Salaries also depend on where you are working. You’ll earn a higher salary in Shanghai (a Tier 1 city) than in Hangzhou (a Tier 3 city). But of course the true meaning of your salary is not in the number, but in its buying power.
Cost of living in China
Even though a salary of £900 might not sound like much, remember that the cost of living in China is probably lower than where you currently are. Again, living in Shanghai is more expensive than Hangzhou but the principle applies in general – according to Expatistan.com, living in Shanghai is 39% cheaper than in London, and living in Hangzhou is 57% cheaper than London.
But let’s look at the cost of living in a bit more detail.

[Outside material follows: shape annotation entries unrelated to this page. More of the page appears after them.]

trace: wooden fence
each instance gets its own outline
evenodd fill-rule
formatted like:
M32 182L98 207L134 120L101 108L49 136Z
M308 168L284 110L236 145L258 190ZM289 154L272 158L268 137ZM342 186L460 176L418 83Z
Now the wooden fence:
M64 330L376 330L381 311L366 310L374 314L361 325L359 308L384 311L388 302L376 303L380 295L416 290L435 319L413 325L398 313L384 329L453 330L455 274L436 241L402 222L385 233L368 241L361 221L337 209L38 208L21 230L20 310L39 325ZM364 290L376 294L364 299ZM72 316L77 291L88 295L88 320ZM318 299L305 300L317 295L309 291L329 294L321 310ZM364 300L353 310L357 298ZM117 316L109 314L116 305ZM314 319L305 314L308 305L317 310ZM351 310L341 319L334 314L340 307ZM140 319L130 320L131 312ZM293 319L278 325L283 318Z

An estimate would be a monthly living cost of 5 500 RMB if you were living in Shanghai. This includes accommodation of approximately 3 000 RMB, eating well (in restaurants rather than street food) and entertainment. If you are willing to buy a bowl of noodles from the street vendor or eat in a dim sum bar rather than eating in an expat restaurant, and you sing karaoke rather than watching movies you’ll save heaps of money and your cost of living would be a lot cheaper – and why wouldn’t you?
But the beauty of your salary for teaching English in China is that it includes so much more than just money.
Benefits of teaching contracts in China
Teaching salaries in China usually include a range of benefits. Flights will be paid for – though you may be reimbursed for one flight when you arrive and your other flight when you finish your contract, but essentially your flights are taken care of. Your visa will also be taken care of and paid for by the school.
Housing is usually included or if it isn’t, you will be given a housing allowance. When you realise that accommodation costs can take up the majority of your salary, this is a big saving.
Meals will often be provided by your school (unless you’re at a language school). This is generally lunch but can include breakfast or dinner as well. Some schools provide all three meals and accommodation on the school premises, meaning you save on commuting costs too.
The cherry on top, though, must be the vacation. As a teacher in China you are given ten days paid vacation, but there are eleven national holidays which are paid as well. As a teacher in a school, you will get a total three months holiday though any days which are not national holidays may be unpaid.
So even if you were earning a very average salary (12 000 RMB) and living in Shanghai, you would still only need to worry about half your meals and your entertainment. If you’re smart, you could save the majority of your salary – for travelling during your holidays, of course.
Ultimately the average teaching salary in China is not a straightforward story. There are a number of elements to consider. The bottom line is that a teaching salary in China might be less than you expected but it comes with its fair share of perks and a cheaper-than-expected cost of living, which makes it much more valuable than just a number. With the added bonus that you are living a life you would never expect in a country like no other.